2016 Polymetal production results

Dias KabyltayevJanuary 30, 2017

For the fifth year in a row Polymetal meets its annual production target (1230 Koz). Production for the year remained virtually unchanged, amounting to 1.27 billion ounces. Such neutral results are resulted from the normalization of the silver in the ore at Dukat. At the same time revenues increased by 3% y/y to $1.583 billion, offsetting the neutral operating results due to higher prices for precious metals in the second half of 2016. 

For the fifth year in a row Polymetal meets its annual production target (1230 Koz). Production for the year remained virtually unchanged, amounting to 1.27 billion ounces. Such neutral results are resulted from the normalization of the silver in the ore at Dukat. At the same time revenues increased by 3% y/y to $1.583 billion, offsetting the neutral operating results due to higher prices for precious metals in the second half of 2016.

Gold production amounted to 890 Koz, which is 3% higher y/y, while the silver production amounted to 29.2 Moz, down 9% y/y.
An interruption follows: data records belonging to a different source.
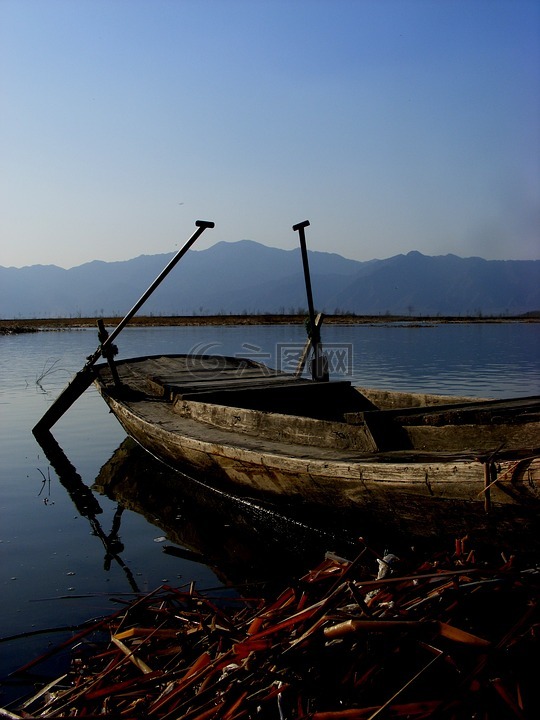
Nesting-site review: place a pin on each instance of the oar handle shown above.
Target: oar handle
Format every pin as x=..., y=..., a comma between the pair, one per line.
x=201, y=227
x=84, y=377
x=300, y=227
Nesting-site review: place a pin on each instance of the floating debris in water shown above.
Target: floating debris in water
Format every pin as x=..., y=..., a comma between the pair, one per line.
x=447, y=638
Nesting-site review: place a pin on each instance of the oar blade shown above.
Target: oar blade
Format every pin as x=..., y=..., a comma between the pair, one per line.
x=70, y=394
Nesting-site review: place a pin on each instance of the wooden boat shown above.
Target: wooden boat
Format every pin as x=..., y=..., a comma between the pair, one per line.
x=424, y=465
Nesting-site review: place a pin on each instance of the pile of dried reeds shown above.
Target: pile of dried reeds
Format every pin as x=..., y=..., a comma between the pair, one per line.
x=451, y=638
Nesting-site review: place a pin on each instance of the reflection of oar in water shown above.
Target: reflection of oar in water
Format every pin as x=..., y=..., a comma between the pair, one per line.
x=84, y=377
x=85, y=502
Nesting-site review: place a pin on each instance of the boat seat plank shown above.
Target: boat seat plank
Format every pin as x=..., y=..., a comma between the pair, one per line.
x=490, y=411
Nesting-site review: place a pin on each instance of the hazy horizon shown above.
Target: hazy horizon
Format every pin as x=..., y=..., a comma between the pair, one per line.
x=391, y=125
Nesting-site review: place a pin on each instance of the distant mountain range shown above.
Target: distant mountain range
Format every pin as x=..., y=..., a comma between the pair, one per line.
x=246, y=277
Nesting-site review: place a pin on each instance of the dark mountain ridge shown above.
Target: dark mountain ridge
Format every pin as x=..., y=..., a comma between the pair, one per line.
x=246, y=277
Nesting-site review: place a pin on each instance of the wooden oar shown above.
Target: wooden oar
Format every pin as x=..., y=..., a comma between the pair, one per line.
x=84, y=377
x=319, y=369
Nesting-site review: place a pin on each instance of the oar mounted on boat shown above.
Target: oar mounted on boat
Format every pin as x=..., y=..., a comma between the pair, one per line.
x=319, y=365
x=84, y=377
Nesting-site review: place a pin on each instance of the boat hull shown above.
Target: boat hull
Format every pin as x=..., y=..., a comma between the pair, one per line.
x=417, y=495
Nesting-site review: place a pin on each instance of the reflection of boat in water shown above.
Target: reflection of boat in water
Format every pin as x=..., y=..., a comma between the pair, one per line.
x=87, y=505
x=241, y=540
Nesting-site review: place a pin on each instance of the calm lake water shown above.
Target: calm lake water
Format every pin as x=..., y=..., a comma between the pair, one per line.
x=69, y=553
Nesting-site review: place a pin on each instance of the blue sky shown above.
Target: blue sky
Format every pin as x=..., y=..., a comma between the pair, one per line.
x=392, y=125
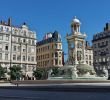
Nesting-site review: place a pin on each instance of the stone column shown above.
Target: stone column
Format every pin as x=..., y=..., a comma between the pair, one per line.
x=75, y=52
x=83, y=51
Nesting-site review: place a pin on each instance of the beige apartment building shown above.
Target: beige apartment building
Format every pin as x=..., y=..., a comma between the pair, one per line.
x=49, y=51
x=17, y=47
x=89, y=54
x=101, y=50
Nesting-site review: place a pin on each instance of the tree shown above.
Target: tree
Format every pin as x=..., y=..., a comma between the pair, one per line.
x=39, y=73
x=15, y=72
x=2, y=72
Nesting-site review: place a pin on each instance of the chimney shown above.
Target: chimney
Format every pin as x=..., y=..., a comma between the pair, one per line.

Excellent results of Albazino-Amur, Varvara and Okhotsk enterprises and the contribution of new projects, Svetly (Okhotsk hub), Komarovsky (Varvara) and Kapan contributed to the successful completion of the year. 

Fig.1. Production in 2016      
Gold equivalent (Koz) 2016 2015 y/y
Ducat      369        393   -6%
Albazino-Amursk      244        220   11%
Mayskoye      116        138   -16%
Omolon      170        188   -10%
Voro      129        141   -9%
Varvara        85          72   18%
Okhotsk      131        114   15%
Kapan        26          -     100%
Total    1 270      1 266   0%
Source: Company data      

At Kyzyl project, the main growth project, the Company plans to double ore extraction in 2017. According to the Management, development of the project is progressing in line with the schedule. Commissioning of the project is expected in the second half of 2018. According to our forecasts, the Kyzyl’s contribution to the total Company’s production by the end of 2019 would be approximately 316 Koz, or 18%.

In 2016, the Company received a significant free cash flow before acquisitions ($250 million), and paid a special dividend of $64 million ($0.15 per share). Thus, in 2016 the total amount of declared and paid dividends was equal to $158 million ($0.37 per share). The Company plans to pay final dividends for 2016 in accordance with the approved dividend policy.

As of December 31, 2016, the net debt decreased from $1 469 million to $1 329 million by September 30, and at the same time as a whole has not changed in comparison with the beginning of last year.

The Company confirms its production plan for 2017 and 2018 in a volume of 1.40 Moz and 1.55 Moz, respectively.

It is expected that the cash costs in 2017 will amount to $600-650/oz and total cash cost – to $775-825/oz of gold equivalent. Increased costs are associated with the increase in diesel prices and the strengthening of the Russian ruble amid the backdrop of rising oil prices in Q4 2016.

Capital expenditure for 2017 is $370 million, which is $30 million more than the previous year's plan.

OUR VIEW

In our opinion, Polymetal demonstrated neutral production results, but within the planned production targets. Currently we maintain our "Buy" recommendation with 12M TP of GBp 1004/share, based on the expectations of the gold price continued increase in 2017, confidence in the ability of the implementation of the production plans of the Company and significant progress at the Kyzyl project in 2016.